People? Some name their culprits death and taxes, but may throw mosquitoes and meteors in the mix, along with the nightly noise of bears splashing in a neighbor’s pool. More terrible is the gun lobby’s proposal that every home should own a “cordless hole puncher.” If some scoff at terrible jokes, the other famous apostle is happy to enter the fray. He writes, “Knowing this first of all, that scoffers will come in the last days with scoffing…They will say, ‘Where is the promise of his coming?...all things are continuing as they were from the beginning of creation’” (2 Peter 3:3-40). Part 1 of 2
Comment: Philosophically speaking, we must agree with Solomon who concluded, “What has been will be again, what has been done will be done again; there is nothing new under the sun.” That luminary in the sky gave way to forty days of punishing rain that swept away the early human race already stunningly marked by “violence and extreme wickedness.” Once back on dry land, vegetation flourished and righteous Noah broke up his family by passing out drunk from new wine. Peter and Paul’s apostolic observations by themselves could easily make despairing pessimists of us. Some might even grab their pet and hope the sky will fall down on them. Thank God for the unknown writer of Hebrews who opens up the door of irrefutable hope for us.

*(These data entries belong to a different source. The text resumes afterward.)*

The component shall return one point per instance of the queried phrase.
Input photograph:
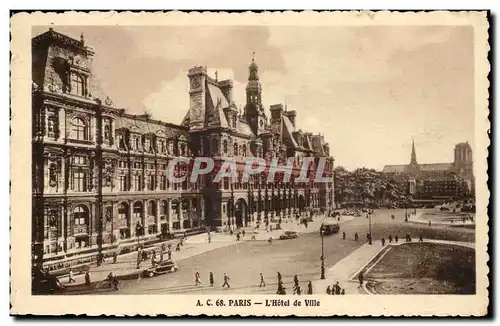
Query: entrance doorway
(241, 213)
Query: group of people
(211, 280)
(335, 289)
(297, 289)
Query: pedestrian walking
(110, 279)
(281, 289)
(360, 278)
(197, 278)
(115, 283)
(87, 278)
(337, 288)
(153, 258)
(211, 278)
(70, 276)
(226, 281)
(262, 283)
(309, 287)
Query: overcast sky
(369, 90)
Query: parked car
(289, 235)
(163, 267)
(328, 228)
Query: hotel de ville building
(100, 173)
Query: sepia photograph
(263, 166)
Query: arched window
(79, 129)
(52, 175)
(164, 207)
(215, 150)
(151, 208)
(137, 143)
(123, 211)
(137, 209)
(81, 215)
(77, 86)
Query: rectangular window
(163, 182)
(122, 183)
(79, 182)
(150, 182)
(137, 184)
(79, 160)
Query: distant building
(427, 181)
(100, 173)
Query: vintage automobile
(329, 227)
(289, 235)
(163, 267)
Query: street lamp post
(370, 228)
(322, 255)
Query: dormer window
(80, 129)
(137, 144)
(147, 145)
(77, 85)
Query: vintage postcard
(252, 164)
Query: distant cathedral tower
(254, 110)
(413, 154)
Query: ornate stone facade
(98, 172)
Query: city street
(244, 261)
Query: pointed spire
(413, 153)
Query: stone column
(170, 216)
(62, 226)
(181, 216)
(144, 215)
(61, 127)
(202, 210)
(190, 213)
(131, 221)
(157, 217)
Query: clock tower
(254, 110)
(197, 78)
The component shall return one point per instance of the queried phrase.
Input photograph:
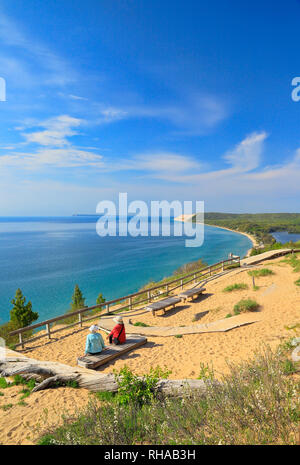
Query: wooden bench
(93, 361)
(163, 304)
(192, 293)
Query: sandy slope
(280, 306)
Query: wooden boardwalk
(112, 352)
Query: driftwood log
(52, 374)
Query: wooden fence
(131, 300)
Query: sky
(164, 100)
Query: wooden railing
(131, 301)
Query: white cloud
(56, 132)
(56, 151)
(246, 156)
(193, 116)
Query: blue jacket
(94, 343)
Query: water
(285, 237)
(46, 257)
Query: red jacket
(116, 331)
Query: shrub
(135, 389)
(22, 314)
(255, 404)
(3, 383)
(247, 305)
(235, 287)
(262, 272)
(140, 323)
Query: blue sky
(175, 100)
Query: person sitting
(117, 335)
(94, 341)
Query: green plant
(235, 287)
(140, 323)
(255, 404)
(22, 403)
(105, 396)
(136, 389)
(3, 383)
(206, 372)
(73, 384)
(288, 367)
(246, 305)
(21, 313)
(6, 406)
(260, 273)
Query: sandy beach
(279, 300)
(252, 238)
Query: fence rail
(129, 299)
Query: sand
(185, 218)
(279, 300)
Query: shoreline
(186, 218)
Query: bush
(140, 323)
(22, 314)
(133, 389)
(255, 404)
(235, 287)
(247, 305)
(259, 273)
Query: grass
(260, 273)
(236, 287)
(256, 404)
(3, 383)
(294, 262)
(247, 305)
(6, 407)
(140, 323)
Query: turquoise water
(46, 257)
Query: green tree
(100, 299)
(22, 314)
(78, 301)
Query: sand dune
(279, 300)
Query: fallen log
(51, 374)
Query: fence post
(21, 340)
(48, 330)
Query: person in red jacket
(117, 335)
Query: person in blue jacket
(94, 341)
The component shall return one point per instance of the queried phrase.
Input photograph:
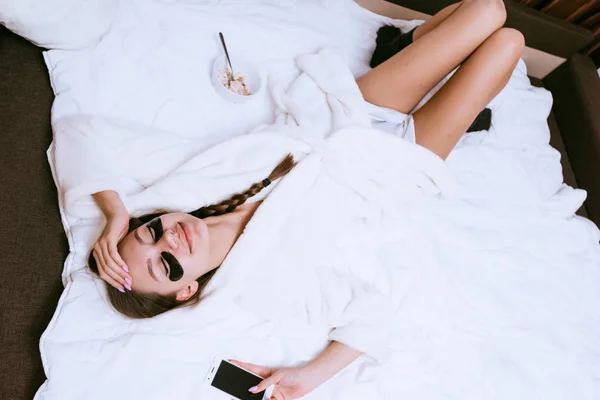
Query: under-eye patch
(175, 270)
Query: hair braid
(238, 199)
(146, 305)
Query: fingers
(272, 380)
(102, 271)
(119, 273)
(114, 253)
(108, 268)
(256, 369)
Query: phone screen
(236, 382)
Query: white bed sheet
(522, 326)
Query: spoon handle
(226, 52)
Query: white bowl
(250, 74)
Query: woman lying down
(158, 262)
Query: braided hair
(146, 305)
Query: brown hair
(146, 305)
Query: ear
(187, 292)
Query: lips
(188, 235)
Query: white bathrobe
(308, 254)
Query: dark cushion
(575, 86)
(33, 245)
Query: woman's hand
(290, 383)
(111, 266)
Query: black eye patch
(175, 270)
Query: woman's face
(167, 255)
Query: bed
(66, 339)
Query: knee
(510, 41)
(493, 11)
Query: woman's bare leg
(403, 80)
(441, 122)
(434, 21)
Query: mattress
(501, 294)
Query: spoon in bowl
(230, 78)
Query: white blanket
(493, 290)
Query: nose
(172, 238)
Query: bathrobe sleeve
(360, 314)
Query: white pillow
(59, 24)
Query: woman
(164, 261)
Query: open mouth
(188, 235)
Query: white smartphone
(235, 381)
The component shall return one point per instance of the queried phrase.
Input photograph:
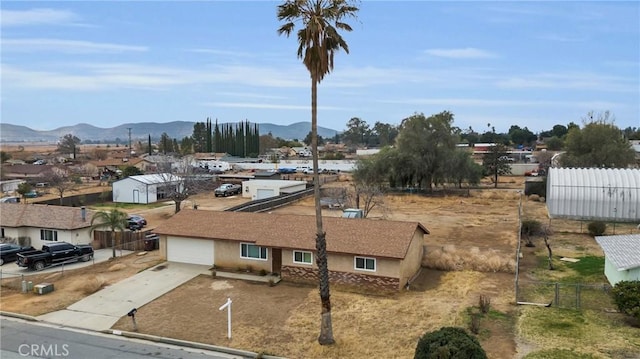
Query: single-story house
(38, 224)
(259, 189)
(372, 253)
(146, 188)
(621, 257)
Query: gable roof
(43, 216)
(153, 178)
(623, 250)
(376, 238)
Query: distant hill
(177, 129)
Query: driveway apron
(101, 310)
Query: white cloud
(66, 46)
(36, 17)
(464, 53)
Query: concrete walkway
(101, 310)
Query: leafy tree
(4, 156)
(61, 180)
(385, 133)
(450, 343)
(23, 189)
(114, 220)
(427, 143)
(598, 144)
(307, 139)
(357, 132)
(318, 41)
(554, 143)
(69, 144)
(626, 295)
(521, 136)
(495, 162)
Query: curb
(185, 343)
(19, 316)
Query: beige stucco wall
(346, 263)
(78, 236)
(227, 255)
(411, 264)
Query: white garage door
(186, 250)
(265, 193)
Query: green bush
(626, 295)
(450, 343)
(597, 228)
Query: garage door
(265, 193)
(186, 250)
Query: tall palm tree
(114, 220)
(318, 40)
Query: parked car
(9, 252)
(52, 253)
(138, 219)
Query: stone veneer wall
(310, 275)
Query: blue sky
(533, 64)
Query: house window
(48, 235)
(364, 263)
(251, 251)
(302, 257)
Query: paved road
(28, 340)
(12, 270)
(101, 310)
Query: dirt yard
(284, 319)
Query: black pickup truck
(54, 253)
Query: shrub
(449, 342)
(626, 295)
(597, 228)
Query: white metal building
(605, 194)
(145, 188)
(259, 189)
(621, 257)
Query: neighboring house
(621, 257)
(263, 188)
(38, 224)
(146, 188)
(370, 253)
(588, 194)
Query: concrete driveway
(12, 270)
(101, 310)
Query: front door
(276, 262)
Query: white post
(228, 306)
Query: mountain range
(178, 129)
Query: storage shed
(146, 188)
(603, 194)
(260, 189)
(621, 257)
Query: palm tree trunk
(326, 328)
(113, 243)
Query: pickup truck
(54, 253)
(228, 189)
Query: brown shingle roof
(376, 238)
(43, 216)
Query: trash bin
(148, 244)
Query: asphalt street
(22, 339)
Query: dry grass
(451, 258)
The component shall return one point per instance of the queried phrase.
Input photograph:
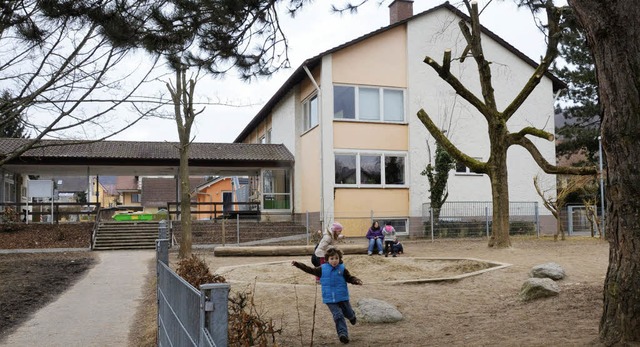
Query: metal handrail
(96, 225)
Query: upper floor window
(267, 136)
(310, 113)
(368, 103)
(364, 169)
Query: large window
(369, 169)
(310, 113)
(368, 103)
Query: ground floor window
(276, 189)
(370, 169)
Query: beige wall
(379, 136)
(353, 207)
(260, 130)
(368, 62)
(126, 199)
(308, 171)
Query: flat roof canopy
(124, 158)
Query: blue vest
(334, 286)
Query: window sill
(309, 130)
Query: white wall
(466, 126)
(283, 120)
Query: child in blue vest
(335, 294)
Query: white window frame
(380, 105)
(268, 136)
(383, 155)
(306, 113)
(467, 171)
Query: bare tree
(612, 34)
(555, 201)
(182, 95)
(499, 135)
(61, 78)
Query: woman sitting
(374, 235)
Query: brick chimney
(400, 10)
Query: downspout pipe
(321, 123)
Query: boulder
(547, 270)
(377, 311)
(536, 288)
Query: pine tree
(579, 104)
(11, 122)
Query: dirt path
(482, 310)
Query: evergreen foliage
(579, 104)
(11, 123)
(438, 175)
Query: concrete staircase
(126, 235)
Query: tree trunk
(185, 203)
(499, 187)
(612, 29)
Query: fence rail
(475, 219)
(188, 316)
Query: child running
(335, 294)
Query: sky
(313, 31)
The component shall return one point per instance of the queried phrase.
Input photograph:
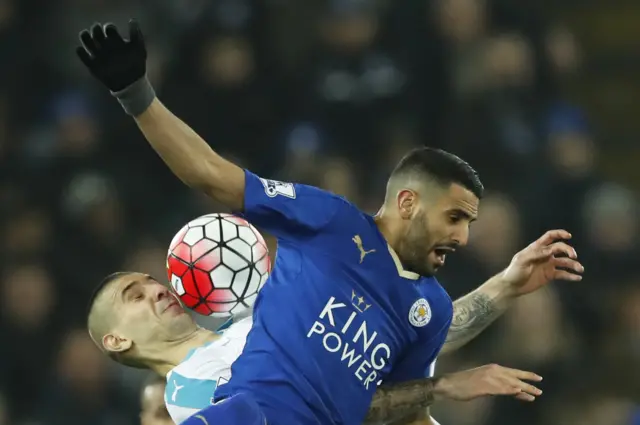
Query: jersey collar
(401, 271)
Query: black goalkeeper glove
(119, 64)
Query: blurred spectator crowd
(326, 92)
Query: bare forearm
(419, 417)
(475, 311)
(397, 401)
(190, 158)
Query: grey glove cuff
(136, 98)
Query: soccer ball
(217, 263)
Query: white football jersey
(191, 384)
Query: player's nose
(461, 236)
(160, 293)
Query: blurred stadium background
(541, 96)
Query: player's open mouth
(441, 254)
(172, 305)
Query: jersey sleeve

He begins his book with the same main theme staring us in the face, but in his LAST DAYS God “has spoken to us by His Son, whom He appointed the heir of all things, through whom also He created the world.” Silly common end-of-the-world cartoons aside, the “last days” span the period between Christ’s first and second coming. Oswald Chambers called it the “great omission” if we avoid the Great Commission of Matthew 28. It concludes with the verse, “And surely I am with you always, to the very end of the age.” Only disciples of Jesus can make disciples. Therefore, Paul will also weigh in with some military advice, and Peter with the vital role of the true prophet who profits the Church.